Many of the cold war era hardened AT&T Long Lines bunkers, underground sites, special buried mountaintop sites and such all pre-date the earliest days of the ARPANET.
There's mountain top long lines sites out there now that couldn't be duplicated for less than $50 million. Money was thrown at this in quite a profligate manner - same as money was spent on various early generations of ICBMs, strategic air command 24x7x365 standby and patrols, the DEW line, and such.
In the era before inter-city singlemode fiber optic cables were a real operational reality these places were absolutely crucial.
The data links between sites in many cases rode on top of these networks in the earliest days of IP.
But this article kinda opens the possibility of world war taking place entirely in the data/communications realm.
1. There can be nuclear combatants but the fighting is primarily on the soil of non-nuclear countries.
2. Because of #1, the war more like World War 1 than in World War 2: some sort of peace treaty that doesn't stipulate unconditional surrender. There is no regime change nor post-war occupation of nuclear powers.

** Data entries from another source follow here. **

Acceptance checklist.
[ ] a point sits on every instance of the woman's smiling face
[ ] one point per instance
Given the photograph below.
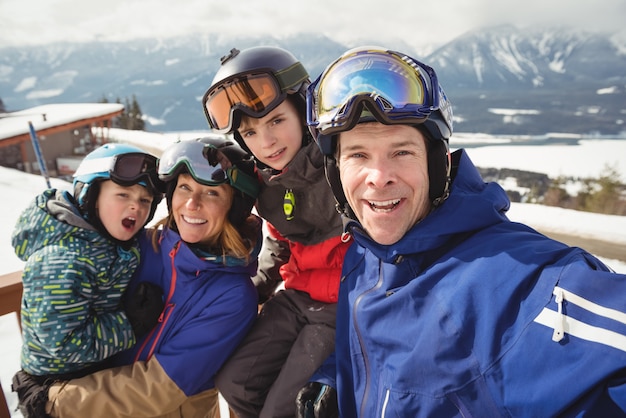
(200, 211)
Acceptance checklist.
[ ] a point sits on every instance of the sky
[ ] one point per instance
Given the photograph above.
(37, 22)
(590, 156)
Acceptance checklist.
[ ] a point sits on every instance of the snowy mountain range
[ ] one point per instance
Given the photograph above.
(501, 80)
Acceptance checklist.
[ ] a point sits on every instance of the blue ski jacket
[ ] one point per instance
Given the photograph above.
(210, 303)
(473, 315)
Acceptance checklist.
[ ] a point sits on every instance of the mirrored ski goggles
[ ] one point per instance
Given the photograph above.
(206, 164)
(396, 88)
(125, 169)
(256, 94)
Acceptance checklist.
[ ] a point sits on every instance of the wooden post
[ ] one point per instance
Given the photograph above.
(10, 301)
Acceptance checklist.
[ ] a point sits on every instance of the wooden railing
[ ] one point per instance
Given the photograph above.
(10, 302)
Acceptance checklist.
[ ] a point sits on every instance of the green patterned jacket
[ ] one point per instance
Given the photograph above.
(73, 279)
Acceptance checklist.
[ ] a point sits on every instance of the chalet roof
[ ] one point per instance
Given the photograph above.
(52, 118)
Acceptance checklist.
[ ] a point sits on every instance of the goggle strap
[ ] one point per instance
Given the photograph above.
(97, 165)
(291, 76)
(243, 182)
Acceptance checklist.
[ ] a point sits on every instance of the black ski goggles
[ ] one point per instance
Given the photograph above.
(395, 88)
(206, 164)
(125, 169)
(255, 93)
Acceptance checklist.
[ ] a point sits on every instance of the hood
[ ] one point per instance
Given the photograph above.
(472, 205)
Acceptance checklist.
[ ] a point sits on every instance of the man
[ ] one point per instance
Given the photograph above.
(446, 307)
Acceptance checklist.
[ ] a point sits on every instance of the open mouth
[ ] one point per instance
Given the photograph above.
(384, 206)
(194, 221)
(129, 222)
(276, 154)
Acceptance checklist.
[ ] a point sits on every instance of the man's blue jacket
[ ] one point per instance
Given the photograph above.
(473, 315)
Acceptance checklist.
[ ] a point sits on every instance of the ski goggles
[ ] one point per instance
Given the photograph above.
(206, 164)
(125, 169)
(395, 88)
(255, 93)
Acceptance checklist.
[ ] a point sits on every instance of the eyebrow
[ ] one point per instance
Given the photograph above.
(400, 144)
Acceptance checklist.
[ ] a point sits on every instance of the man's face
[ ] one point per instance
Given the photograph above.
(384, 174)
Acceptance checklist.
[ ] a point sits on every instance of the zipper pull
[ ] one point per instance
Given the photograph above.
(289, 204)
(559, 326)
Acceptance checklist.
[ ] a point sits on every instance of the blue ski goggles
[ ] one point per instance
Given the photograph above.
(206, 164)
(395, 88)
(124, 169)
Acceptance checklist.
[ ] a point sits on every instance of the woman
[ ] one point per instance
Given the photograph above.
(202, 257)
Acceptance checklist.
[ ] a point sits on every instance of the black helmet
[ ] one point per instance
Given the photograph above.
(253, 81)
(213, 161)
(376, 84)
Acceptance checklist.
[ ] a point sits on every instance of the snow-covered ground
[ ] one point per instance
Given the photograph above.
(589, 158)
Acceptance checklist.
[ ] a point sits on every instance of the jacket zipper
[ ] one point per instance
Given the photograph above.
(360, 338)
(167, 310)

3. There is an unprecedently high level of communication between the nuclear combatants as both sides try to reassure the other that they aren't going to unilaterally launch nukes (there may be nuclear brinksmanship in public though as propaganda tool. Backchannels will be all about nuclear deescalation)
I suppose a regime change can come from within, as a consequence of a lost war and economic hardships. I suppose Russia has a fair chance to experience just that, once it loses.